A Review Study on Investing Deep Learning in The Field of Virtual Dressing

A Review Study on Investing Deep Learning in The Field of Virtual Dressing

2024-06-15 | volume 2 Special Issue - HiTech Conference - Volume 2 | Review Articles |

Abstract

This study provides a comprehensive review and detailed analysis of existing works based on deep learning for 3D pose estimation, transforming 2D clothing items into a person’s image using artificial intelligence (AI) techniques to develop virtual fitting rooms. The current results are presented and discussed, and we summarize the advantages and disadvantages of these existing methods and provide an in-depth understanding of the field. Besides, we present the commonly used standard datasets upon which comprehensive study is conducted for comparison and analysis.

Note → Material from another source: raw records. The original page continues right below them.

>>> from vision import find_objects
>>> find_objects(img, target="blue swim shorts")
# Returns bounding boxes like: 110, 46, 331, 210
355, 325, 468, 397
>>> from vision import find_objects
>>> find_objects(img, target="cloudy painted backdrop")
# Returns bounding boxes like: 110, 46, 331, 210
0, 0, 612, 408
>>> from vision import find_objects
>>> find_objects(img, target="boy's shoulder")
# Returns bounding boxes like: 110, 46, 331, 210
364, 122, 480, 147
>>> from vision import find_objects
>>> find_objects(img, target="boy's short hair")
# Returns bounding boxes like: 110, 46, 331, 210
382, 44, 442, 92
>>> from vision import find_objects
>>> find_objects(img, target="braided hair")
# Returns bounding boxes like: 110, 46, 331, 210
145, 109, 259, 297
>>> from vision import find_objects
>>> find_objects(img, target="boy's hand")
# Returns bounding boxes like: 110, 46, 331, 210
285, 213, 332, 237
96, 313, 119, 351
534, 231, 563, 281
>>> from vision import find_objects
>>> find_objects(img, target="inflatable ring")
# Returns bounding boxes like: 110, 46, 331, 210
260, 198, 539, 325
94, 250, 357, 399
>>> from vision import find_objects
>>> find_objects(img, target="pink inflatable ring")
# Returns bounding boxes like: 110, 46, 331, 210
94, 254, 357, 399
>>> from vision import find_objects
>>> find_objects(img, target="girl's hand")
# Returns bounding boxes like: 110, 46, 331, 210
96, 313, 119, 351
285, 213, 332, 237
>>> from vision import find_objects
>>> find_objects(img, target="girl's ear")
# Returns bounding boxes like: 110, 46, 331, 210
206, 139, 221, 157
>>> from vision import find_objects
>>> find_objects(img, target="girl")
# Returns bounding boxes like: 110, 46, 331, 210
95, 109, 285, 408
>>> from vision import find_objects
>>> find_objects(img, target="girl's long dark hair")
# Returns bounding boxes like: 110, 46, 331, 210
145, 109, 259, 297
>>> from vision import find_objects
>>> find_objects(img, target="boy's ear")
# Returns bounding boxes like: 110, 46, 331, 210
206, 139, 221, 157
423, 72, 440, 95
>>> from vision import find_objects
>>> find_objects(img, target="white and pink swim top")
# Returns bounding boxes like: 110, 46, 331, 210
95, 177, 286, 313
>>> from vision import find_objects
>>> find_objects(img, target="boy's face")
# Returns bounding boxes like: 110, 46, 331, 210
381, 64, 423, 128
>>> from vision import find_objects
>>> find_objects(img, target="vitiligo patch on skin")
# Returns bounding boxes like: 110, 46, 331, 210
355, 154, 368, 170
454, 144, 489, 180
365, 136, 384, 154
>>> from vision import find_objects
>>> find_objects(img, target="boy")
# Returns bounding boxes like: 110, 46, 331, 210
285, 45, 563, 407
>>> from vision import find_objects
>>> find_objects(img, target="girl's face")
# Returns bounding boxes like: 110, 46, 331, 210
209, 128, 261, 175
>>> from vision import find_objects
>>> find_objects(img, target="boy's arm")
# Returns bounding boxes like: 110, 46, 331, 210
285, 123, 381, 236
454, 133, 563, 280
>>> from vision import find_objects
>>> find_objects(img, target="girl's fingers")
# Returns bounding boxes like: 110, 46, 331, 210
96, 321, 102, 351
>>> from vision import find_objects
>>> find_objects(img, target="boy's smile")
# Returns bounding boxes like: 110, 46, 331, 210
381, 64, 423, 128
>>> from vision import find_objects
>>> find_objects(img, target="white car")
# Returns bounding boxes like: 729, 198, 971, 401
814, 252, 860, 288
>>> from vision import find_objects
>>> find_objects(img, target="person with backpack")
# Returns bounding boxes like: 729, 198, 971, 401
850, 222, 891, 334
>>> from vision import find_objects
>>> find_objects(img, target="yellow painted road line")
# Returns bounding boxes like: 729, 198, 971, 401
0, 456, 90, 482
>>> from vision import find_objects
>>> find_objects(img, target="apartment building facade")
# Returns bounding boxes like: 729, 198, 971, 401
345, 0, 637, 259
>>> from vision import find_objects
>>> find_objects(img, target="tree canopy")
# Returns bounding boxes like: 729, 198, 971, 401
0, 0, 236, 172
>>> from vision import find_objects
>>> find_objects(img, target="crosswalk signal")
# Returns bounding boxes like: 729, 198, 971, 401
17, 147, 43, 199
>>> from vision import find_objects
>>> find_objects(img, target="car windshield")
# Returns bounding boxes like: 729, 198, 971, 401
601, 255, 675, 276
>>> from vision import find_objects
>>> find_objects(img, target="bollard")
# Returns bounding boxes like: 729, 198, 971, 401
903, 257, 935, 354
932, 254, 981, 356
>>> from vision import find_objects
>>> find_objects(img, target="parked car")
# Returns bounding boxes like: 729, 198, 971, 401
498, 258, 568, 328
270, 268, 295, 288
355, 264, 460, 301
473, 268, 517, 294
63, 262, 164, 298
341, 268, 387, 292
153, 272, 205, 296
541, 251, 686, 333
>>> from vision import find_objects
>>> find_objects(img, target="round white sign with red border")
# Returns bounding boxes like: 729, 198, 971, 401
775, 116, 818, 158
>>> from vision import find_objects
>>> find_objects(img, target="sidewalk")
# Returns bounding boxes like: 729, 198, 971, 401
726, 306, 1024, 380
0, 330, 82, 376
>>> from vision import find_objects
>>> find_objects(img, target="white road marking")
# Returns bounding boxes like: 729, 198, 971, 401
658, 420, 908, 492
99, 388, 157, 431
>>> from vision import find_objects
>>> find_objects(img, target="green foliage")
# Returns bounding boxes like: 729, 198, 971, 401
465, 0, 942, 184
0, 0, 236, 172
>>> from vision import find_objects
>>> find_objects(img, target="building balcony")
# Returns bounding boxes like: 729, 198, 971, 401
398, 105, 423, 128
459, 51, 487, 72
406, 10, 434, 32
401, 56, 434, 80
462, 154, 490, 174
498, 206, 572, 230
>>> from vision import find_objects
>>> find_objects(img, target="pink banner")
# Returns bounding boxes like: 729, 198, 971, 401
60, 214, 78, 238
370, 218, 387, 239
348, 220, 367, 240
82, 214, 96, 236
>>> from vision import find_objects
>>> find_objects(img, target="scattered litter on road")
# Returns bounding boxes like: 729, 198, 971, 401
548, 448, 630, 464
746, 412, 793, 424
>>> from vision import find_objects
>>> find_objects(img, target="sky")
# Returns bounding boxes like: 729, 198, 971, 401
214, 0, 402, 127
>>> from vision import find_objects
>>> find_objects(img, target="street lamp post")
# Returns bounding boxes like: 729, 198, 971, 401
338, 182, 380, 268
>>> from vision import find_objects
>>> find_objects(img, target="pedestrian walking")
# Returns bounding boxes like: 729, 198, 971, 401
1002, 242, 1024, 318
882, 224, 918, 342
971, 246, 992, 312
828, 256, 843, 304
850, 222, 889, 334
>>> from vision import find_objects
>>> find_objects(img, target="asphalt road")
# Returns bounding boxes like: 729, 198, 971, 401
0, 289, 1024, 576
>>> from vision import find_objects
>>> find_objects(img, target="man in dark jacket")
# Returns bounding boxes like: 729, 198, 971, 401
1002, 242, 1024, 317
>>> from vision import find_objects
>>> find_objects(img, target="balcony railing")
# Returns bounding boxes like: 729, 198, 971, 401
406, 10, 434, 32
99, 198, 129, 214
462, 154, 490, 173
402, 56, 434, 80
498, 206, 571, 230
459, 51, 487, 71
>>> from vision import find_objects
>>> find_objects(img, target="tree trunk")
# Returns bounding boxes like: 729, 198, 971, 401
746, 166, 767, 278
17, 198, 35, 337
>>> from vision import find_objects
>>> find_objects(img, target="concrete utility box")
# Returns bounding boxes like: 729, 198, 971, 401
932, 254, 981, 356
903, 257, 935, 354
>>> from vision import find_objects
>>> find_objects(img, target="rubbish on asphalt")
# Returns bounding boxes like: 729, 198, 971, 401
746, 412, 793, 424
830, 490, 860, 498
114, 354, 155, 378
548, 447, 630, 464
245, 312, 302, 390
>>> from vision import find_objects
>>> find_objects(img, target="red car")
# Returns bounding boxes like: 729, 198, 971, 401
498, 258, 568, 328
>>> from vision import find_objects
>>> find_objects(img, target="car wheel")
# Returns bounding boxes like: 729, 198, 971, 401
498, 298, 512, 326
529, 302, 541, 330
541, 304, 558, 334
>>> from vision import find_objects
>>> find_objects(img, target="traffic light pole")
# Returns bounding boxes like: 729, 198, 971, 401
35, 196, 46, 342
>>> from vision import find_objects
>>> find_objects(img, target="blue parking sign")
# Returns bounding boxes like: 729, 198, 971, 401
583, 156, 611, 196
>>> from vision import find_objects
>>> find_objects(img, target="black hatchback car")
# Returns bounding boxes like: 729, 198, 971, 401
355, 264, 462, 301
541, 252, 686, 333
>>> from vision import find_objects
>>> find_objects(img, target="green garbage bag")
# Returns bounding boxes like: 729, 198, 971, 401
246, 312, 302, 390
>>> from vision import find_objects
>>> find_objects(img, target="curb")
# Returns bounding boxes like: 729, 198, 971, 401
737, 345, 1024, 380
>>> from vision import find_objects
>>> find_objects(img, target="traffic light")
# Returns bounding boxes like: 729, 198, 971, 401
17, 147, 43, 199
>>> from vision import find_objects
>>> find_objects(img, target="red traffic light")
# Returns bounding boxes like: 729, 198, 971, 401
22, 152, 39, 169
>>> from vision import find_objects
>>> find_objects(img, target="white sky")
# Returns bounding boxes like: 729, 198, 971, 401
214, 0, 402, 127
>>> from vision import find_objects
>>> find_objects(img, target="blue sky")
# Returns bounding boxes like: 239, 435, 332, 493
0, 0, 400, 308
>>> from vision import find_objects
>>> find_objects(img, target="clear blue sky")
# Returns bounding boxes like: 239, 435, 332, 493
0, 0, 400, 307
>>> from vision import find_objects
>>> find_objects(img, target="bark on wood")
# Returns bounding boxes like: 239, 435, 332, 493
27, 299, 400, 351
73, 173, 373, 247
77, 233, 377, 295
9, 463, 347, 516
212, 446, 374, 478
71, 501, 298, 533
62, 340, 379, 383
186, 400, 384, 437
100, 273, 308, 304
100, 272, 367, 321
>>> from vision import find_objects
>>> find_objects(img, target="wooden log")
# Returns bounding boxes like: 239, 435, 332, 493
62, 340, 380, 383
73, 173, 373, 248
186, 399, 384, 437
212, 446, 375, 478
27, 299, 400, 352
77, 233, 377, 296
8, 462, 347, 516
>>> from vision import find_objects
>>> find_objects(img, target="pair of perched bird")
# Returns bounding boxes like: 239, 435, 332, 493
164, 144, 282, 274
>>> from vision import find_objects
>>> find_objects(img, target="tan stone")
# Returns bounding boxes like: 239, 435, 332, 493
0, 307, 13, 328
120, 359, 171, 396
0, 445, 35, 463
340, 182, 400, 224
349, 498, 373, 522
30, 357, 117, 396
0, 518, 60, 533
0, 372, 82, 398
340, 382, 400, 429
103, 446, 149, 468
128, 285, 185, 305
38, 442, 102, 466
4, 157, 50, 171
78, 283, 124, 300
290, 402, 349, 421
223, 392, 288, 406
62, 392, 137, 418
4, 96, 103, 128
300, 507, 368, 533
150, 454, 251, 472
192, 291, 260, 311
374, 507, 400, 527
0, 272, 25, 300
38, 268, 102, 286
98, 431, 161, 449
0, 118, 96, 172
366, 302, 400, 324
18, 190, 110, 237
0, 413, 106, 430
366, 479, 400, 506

Keywords : Deep Learning, CNN, Virtual Try On, AI, CAPE, SMPL.

INTRODUCTION

For quite some time now, the world has been witnessing a radical shift towards the virtual world in various fields, where financial and commercial transactions and many other fields are now carried out entirely through electronic applications, even official and government transactions, most of which are also took place via Internet. The recent circumstances that the world has witnessed (Corona, wars…) have greatly demonstrated the importance of virtual reality, especially artificial intelligence and deep learning, as these circumstances imposed the importance of many human activities not being linked to the real presence of people. One of the most important activities affected by this new trend is commercial activities, as the localization of e-commerce technology has become of great importance and necessity. On the other hand, the new information fields of artificial intelligence and deep learning provide many advanced tools to localize this technology. There is no doubt that the development in the field of digital transformation has made great strides in many fields, and many activities have now been carried out entirely over Internet using appropriate applications. It is natural that the expansion of digital transformation’s control over commercial activity is related to the development of tools and algorithms that enable us creating applications suitable for each field. Another important justification for this study is the lack of programs that support remote shopping in an interactive way that simulates the process of traditional presence in the store. Based on a review of previous studies in the field of virtual clothing [1], it has become clear that most of the proposed models have limitations related to the data on the target clothing and the people wearing those clothing. In this review, we conduct a comparative study on investing deep learning and deep fake algorithms to choose the best three-dimensional digital models of colored clothing and reveal their attributes [2][3][4]. This topic needs to address several axes, the most important of which are studying the digital models used in deep learning algorithms, studying algorithms for human body detection and determining reference points that correspond to digital models [5][6], and studying deep fake algorithms to give a real impression about clothing these models [7].

GENERAL METHODOLOGY

According to studies, virtual fitting rooms adopt AI techniques, deep learning algorithms, and neural networks to develop virtual try-on clothes. One of the most widely used learning algorithms is convolutional neural networks (CNN) (Figure 1), which is used to prepare 3D networks of the human body and can be generalized to different body shapes and poses.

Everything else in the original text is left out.